The Combination of Palonosetron and Aprepitant Shows Superior Protection From Significant Nausea and Vomiting Than Daily Granisetron in Patients Receiving High Dose Chemotherapy as Conditioning Prior to Stem Cell Transplantation
LONDON, June 10, 2011 /PRNewswire/ --
- New data presented at the European Hematology Association (EHA) 2011 Annual Meeting in London show better control of nausea and vomiting with the combination palonosetron plus aprepitant when compared to granisetron in patients receiving multiday highly emetogenic conditioning chemotherapy regimens - Significantly higher the complete response during the acute, delayed and overall periods
The combination of palonosetron (0.25 mg iv every 48 h) and aprepitant (125 mg on day 1, followed by 80 mg each of the remaining days) improves control of CINV (Chemotherapy Induced Nausea and Vomiting) compared with daily granisetron (3 mg iv) during the conditioning period (5-6 days) of patients prior to stem cell transplantation (HSCT).
The results come from a prospective, multicenter, randomized, stratified by conditioning regimen, double-blind study (AMENO Study) presented at the European Hematology Association (EHA) 2011 Annual Meeting in London by the Spanish groups GETH (Grupo Espanol de Trasplante Hematopoyetico y Terapia Celular) and PETHEMA (Programa de Estudio y Tratamiento de las Hemopatias Malignas).
"Nausea and vomiting in patients receiving high-dose, multiday conditioning regimens prior to stem cell transplantation is particularly common and affects between 55 and 100% of the patients," Javier Lopez-Jimenez, Hospital Ramon y Cajal, Hematology Department and the lead investigator, said. "CINV is particularly troublesome, especially in the delayed phase beginning 24 hours after the start of conditioning. Though newer anti-emetics as palonosetron and aprepitant appear to significantly reduce acute and delayed CINV, in comparison to the older 5-HT3 receptor antagonists, few studies had prospectively evaluated the efficacy of these drugs in this very challenging setting," he explained.
Sixty consenting patients were included in the study, received a conditioning regimen prior to HSCT, and an anti-emetic prophylaxis (31, palonosetron + aprepitant; 29, granisetron). Significantly more patients in the group treated with the combination of palonosetron and aprepitant had a complete response - defined as no emesis and no use of rescue medication - during the acute (0-24h; 92.3% versus 67.9% in the granisetron group), delayed (24-120h; 61.5% versus 28.6%, respectively) and overall (0-120h; 61.5% versus 28.6%, respectively) periods.

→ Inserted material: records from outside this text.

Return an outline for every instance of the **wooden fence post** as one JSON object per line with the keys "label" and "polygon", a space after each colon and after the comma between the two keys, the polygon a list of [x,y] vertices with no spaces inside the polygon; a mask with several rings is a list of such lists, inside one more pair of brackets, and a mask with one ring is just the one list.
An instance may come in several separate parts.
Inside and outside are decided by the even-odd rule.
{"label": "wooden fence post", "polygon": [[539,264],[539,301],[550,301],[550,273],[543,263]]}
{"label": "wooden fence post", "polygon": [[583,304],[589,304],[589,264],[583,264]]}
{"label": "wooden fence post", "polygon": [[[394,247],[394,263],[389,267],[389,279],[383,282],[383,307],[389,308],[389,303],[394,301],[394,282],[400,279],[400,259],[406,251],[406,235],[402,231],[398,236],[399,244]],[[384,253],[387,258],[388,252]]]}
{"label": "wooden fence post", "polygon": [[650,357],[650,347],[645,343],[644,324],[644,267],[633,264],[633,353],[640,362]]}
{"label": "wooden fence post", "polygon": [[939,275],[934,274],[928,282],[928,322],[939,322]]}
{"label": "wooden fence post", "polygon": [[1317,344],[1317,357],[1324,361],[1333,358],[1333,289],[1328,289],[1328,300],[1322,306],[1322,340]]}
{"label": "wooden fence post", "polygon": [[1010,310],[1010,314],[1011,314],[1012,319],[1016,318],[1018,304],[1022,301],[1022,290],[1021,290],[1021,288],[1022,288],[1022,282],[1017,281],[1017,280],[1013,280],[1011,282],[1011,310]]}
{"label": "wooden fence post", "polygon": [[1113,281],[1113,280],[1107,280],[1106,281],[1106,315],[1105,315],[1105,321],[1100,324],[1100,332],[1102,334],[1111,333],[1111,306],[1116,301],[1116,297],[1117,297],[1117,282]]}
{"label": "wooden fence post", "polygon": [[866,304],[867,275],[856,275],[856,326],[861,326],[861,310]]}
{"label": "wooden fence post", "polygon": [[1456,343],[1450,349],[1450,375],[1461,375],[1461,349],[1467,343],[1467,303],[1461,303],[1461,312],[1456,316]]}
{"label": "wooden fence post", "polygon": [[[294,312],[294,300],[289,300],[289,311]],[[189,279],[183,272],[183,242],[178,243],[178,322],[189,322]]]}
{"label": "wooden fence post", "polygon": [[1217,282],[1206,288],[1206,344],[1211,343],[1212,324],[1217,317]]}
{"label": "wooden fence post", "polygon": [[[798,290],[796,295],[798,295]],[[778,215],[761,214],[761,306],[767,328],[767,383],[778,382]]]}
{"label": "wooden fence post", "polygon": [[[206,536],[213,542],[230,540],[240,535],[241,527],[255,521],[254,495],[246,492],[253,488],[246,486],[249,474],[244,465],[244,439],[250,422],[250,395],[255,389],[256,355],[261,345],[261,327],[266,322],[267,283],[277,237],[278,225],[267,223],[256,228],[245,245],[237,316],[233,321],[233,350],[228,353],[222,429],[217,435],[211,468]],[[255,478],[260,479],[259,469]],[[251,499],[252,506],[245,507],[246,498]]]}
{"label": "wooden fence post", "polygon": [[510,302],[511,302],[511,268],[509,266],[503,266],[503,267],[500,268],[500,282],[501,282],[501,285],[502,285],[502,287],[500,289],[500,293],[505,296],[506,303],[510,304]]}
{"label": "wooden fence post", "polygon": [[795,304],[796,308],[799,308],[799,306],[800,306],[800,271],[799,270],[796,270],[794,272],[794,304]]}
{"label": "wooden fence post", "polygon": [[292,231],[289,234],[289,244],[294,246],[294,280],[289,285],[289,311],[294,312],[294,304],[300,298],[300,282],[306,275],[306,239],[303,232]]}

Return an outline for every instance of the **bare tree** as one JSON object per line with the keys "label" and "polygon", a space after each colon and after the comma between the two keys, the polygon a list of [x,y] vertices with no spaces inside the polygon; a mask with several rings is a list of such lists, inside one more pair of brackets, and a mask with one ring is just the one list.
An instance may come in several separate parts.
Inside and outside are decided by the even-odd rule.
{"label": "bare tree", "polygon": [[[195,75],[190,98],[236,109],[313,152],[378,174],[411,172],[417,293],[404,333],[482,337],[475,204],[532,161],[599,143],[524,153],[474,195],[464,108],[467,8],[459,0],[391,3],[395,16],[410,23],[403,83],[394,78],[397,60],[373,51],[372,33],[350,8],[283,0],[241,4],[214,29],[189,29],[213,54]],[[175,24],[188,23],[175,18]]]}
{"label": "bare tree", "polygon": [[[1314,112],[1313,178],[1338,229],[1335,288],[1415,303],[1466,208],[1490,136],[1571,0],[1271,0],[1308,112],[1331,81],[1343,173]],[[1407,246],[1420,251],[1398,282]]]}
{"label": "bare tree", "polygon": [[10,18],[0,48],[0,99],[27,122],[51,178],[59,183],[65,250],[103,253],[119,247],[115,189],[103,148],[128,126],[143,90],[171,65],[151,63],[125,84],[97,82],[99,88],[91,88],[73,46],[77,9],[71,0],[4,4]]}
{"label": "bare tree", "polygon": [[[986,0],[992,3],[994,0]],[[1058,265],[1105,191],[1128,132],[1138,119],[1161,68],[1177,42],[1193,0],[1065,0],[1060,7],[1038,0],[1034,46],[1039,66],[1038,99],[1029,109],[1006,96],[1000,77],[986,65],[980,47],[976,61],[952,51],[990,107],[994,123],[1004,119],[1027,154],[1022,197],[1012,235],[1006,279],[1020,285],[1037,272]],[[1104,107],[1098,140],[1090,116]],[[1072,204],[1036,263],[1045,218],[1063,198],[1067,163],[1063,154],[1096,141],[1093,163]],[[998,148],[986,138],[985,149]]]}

In addition, palonosetron plus aprepitant significantly reduced the proportion of patients with emesis during the acute, delayed and overall periods and showed a trend toward a reduction in percentage of patients with significant nausea during the delayed period.
There were no significant differences between the groups in adverse events or in the times of engraftment or severe infections.